In a nearly 20-minute sit-down interview with the Big Ten Network’s Dave Revsine, in which he was pressed as to why Northwestern leadership had been so publicly invisible, hadn’t released the third-party report into the school’s hazing scandal and how much damage had been done to the Northwestern brand, among other topics, Wildcats athletics director Derrick Gragg backed the school’s decision to fire football coach Pat Fitzgerald, refused to discuss the decision not to release the third-party report and likewise praised the school’s transparency.
At Big Ten Media Days Wednesday inside Lucas Oil Stadium in Indianapolis, Gragg was repeatedly pressed for answers into the scandal that has seen the school’s favored son Fitzgerald abruptly fired after an initial two-week suspension was first levied by Northwestern President Michael Schill.
Revsine directly asked Gragg what Fitzgerald should have known; asked Gragg if he had read the entire third-party report at the time Fitzgerald was first handed a two-week suspension; why Northwestern has steadfastly refused to release the third-party report by attorney Maggie Hickey of ArentFox Schiff.
-- “I was a part of the small team that delivered that message to Pat Fitzgerald,” Gragg said of informing Fitzgerald of the initial two-week suspension. “I was very involved initially.”
-- “We’re not discussing the report and the process. I want to be very careful about what I say on the report and the process on the record. … I can’t speak to that (refusal to release Hickey’s report), but it’s a private institution and again I don’t want to get into the details of the report.”
-- Gragg cited the “complexities of the legal situation that may be occurring” as to why Wednesday marked the first time that a high-ranking member of Northwestern’s athletics or academics hierarchy had conducted a public-facing interview.
In a pro move, Revsine swiftly pointed out that Gragg was speaking to the Big Ten Network despite those same ongoing legal complexities being present – if not compounded with additional lawsuits, as well as allegations of unacceptable behavior in multiple sports, having since surface.

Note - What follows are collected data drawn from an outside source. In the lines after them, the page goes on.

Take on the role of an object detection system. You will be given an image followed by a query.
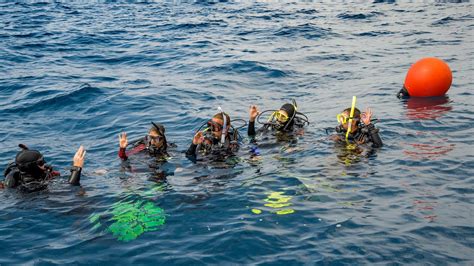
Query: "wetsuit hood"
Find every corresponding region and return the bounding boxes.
[280,103,296,119]
[279,103,296,129]
[14,146,48,184]
[16,149,44,173]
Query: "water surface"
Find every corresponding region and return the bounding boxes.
[0,1,473,264]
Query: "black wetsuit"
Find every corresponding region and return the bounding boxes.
[186,132,240,161]
[336,123,383,148]
[2,163,82,192]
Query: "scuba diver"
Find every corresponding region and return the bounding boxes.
[186,108,240,161]
[248,99,309,137]
[118,122,170,161]
[332,107,383,148]
[118,122,176,180]
[0,144,86,192]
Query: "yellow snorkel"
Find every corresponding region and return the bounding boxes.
[345,96,357,141]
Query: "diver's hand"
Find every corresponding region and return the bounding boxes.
[119,132,128,148]
[193,131,204,145]
[73,145,86,168]
[361,108,373,125]
[249,105,260,122]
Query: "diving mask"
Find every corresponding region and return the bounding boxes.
[207,120,224,132]
[147,134,163,142]
[337,113,360,125]
[274,110,289,123]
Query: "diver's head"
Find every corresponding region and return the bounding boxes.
[274,103,296,129]
[15,146,47,179]
[147,123,167,150]
[337,107,361,133]
[208,112,231,139]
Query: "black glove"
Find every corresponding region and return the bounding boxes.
[69,166,82,185]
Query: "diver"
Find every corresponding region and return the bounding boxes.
[332,107,383,148]
[118,122,176,179]
[0,144,86,192]
[186,108,240,161]
[248,99,309,137]
[118,122,170,161]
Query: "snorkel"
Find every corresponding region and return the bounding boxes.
[217,106,227,146]
[282,99,298,131]
[345,96,357,141]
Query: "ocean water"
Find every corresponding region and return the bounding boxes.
[0,1,473,264]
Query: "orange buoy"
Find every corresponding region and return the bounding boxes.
[404,58,452,97]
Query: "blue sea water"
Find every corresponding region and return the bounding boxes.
[1,1,473,264]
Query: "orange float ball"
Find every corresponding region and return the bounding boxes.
[404,57,452,97]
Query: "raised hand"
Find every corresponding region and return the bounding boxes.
[193,131,204,145]
[119,132,128,148]
[73,145,86,168]
[249,105,260,122]
[361,108,373,125]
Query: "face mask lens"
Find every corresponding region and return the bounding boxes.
[337,114,347,124]
[337,113,360,124]
[208,121,222,132]
[148,135,162,142]
[275,111,288,123]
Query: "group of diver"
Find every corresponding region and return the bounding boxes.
[0,100,382,192]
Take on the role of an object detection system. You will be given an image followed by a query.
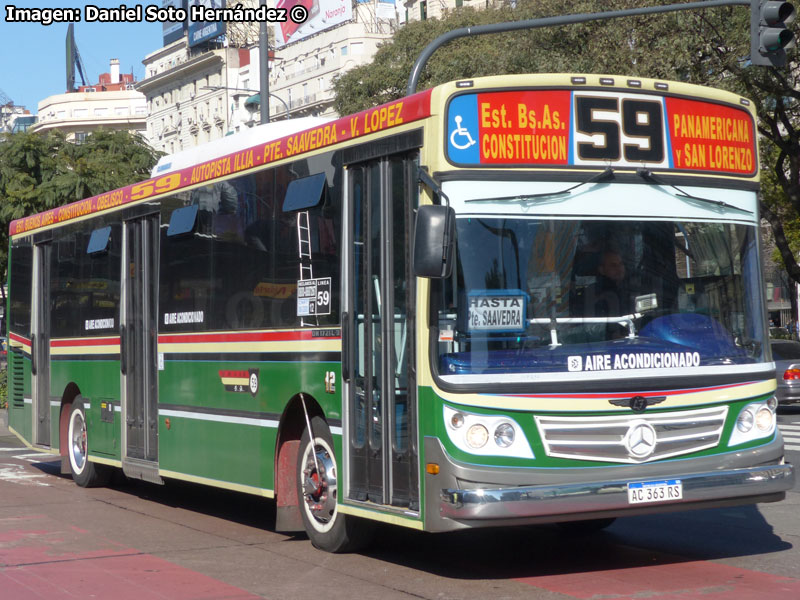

“Those legal complexities still exist right now,” Revsine told Gragg, who responded, “Yes, they do.”
Gragg refused to answer if he had read the entirety of Hickey’s report at the time Fitzgerald was handed the two-week suspension, which three days later was replaced with Schill’s and the school’s decision to fire Fitzgerald.
So, what should Fitzgerald have known, and does Gragg share the sentiment that Fitzgerald deserved to be fired after the initial two-week ban?
“I certainly can’t speak to what I thought Coach Fitzgerald thought about what was going on in the program,” Gragg said. “That’s not a question I would be able to get into. …
“I obviously support the president and the decision that was made.”
Revsine then pressed Gragg on the status of current Northwestern football assistant coach Matt MacPherson, the Wildcats’s safeties coach who this week was personally named as being an assistant coach who witnessed acts of hazing inside the program.
“That situation, every employee, no matter if it’s a coach or university employee, is afforded due process,” Gragg said. “So that situation is being looked into and investigated and any other allegations that come forward or in the future will be heavily vetted. …
“We don’t have a timetable on Matt, but right now he’s still an assistant coach.”
Gragg, who touted his personal work history as setting himself apart with his compliance background because “unlike most athletic directors,” Gragg directed NCAA compliance offices at Arkansas, Michigan and Missouri, said he believed in being forthright with critical information – despite moments earlier having refused to simply answer if he had or had not read the entirety of the Hickey report when Fitzgerald was first suspended and also refused to disclose why Northwestern had itself not released the report.
“I believe in integrity and telling the truth and not burying the information,” Gragg said, after enumerating his compliance bona fides.
Gragg did tell Revsine, who asked about allegations that the Northwestern football culture had reportedly perhaps been out of control for some 30 years, that he was unaware of a single earlier complaint against the program before the email that triggered the internal investigation.
“To my knowledge, no (not aware of any prior or earlier complaints about the Wildcats’s football program prior to this self-report investigation,” he said.
Gragg has been Northwestern’s AD for almost 26 months; Schill its president for less than a year. Gragg noted that the two leaders “inherited a lot of these things, most of them. It’s our job to correct them.”
He also pushed back against how much damage had been done or what the perception should be of the Northwestern brand.
“I don’t want to paint a broad brush over everyone within the athletics department. I talked to the staff about this the other day, and they turned what was basically the best year in 15-16 years athletically and academically combined as an athletic program,” Gragg said, “but nobody is recognizing that because of what is going on.
“So, I really think that is the main culture we have. We have had situations that are challenging just like other universities.”